Grazie, Signore, perché ci conservi nel tuo amore. Perché ancora non ti è venuto il voltastomaco per i nostri peccati. Perché continui ad avere fiducia in noi, pur vedendo che tantissime altre persone ti darebbero forse ben diverse soddisfazioni.
Grazie, perché non solo ci sopporti, ma ci dai ad intendere che non sai fare a meno di noi. Perché ci infondi il coraggio di celebrare i santi misteri, anche quando la coscienza della nostra miseria ci fa sentire delle nullità e ci fa sprofondare nella vergogna.

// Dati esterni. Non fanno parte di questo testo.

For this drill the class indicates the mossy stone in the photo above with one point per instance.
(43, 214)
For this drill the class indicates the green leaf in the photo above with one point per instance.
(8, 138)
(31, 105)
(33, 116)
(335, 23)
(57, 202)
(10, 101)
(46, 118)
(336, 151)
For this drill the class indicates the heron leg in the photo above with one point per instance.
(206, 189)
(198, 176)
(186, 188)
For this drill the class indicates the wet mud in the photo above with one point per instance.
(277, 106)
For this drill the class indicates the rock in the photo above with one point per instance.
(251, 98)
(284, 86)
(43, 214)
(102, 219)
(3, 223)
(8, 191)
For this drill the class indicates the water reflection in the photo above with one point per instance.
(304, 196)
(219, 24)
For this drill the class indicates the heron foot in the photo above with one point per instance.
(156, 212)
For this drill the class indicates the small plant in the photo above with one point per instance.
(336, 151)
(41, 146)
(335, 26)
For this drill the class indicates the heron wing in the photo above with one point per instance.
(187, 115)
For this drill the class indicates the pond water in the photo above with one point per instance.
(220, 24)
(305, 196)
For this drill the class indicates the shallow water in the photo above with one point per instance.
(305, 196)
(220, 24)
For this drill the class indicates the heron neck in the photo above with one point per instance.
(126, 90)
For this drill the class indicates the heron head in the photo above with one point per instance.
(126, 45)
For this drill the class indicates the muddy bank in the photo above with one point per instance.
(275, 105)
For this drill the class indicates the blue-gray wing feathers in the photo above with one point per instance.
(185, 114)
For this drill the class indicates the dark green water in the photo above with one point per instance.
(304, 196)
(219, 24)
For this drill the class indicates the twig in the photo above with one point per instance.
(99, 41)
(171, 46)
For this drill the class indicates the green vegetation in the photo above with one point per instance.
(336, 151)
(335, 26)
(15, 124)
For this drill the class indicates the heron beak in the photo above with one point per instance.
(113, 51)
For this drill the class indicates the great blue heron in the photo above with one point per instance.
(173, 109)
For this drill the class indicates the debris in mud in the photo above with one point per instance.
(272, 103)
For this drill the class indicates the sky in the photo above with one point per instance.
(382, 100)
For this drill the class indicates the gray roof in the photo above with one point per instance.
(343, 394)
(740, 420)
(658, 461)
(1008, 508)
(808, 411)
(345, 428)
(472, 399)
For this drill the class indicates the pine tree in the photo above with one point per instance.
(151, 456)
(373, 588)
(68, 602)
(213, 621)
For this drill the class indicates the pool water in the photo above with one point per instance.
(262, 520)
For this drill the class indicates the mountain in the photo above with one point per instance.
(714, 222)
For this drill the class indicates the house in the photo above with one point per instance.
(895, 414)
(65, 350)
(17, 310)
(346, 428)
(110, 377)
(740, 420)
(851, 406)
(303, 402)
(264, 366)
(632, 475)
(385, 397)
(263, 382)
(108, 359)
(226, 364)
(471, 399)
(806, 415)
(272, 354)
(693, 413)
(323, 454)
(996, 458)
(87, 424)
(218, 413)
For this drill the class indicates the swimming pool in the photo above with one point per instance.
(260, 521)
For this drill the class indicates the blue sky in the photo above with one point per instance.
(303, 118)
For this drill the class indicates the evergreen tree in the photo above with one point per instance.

Grazie, perché ci sai mettere sulla bocca le parole giuste, anche quando il nostro cuore è lontano da te. Perché adoperi infinite tenerezze, preservandoci da impietosi rossori, e non facendoci mancare il rispetto dei fedeli, la comprensione dei collaboratori, la fiducia dei poveri.

Grazie, perché continui a custodirci gelosamente, anzi, a nasconderci, come fa la madre con i figli più discoli. Perché sei un amico veramente unico, e ti sei lasciato così sedurre dall’amore che ci porti, che non ti regge l’animo di smascherarci dinanzi alla gente, e non fai venire meno agli occhi degli uomini i motivi per i quali, nonostante tutto, continuiamo ad essere stimati.

Grazie, Signore, perché non finisci di scommettere su di noi. Perché non ci avvilisci per le nostre inettitudini. Perché. Al tuo sguardo, non c’è bancarotta che tenga. Perché a dispetto delle letture deficitarie delle nostre contabilità, non ci fai disperare. Anzi, ci metti nell’anima un così vivo desiderio di recupero, che vediamo ogni anno che viene come spazio della speranza e tempo propizio per sanare i nostri dissesti.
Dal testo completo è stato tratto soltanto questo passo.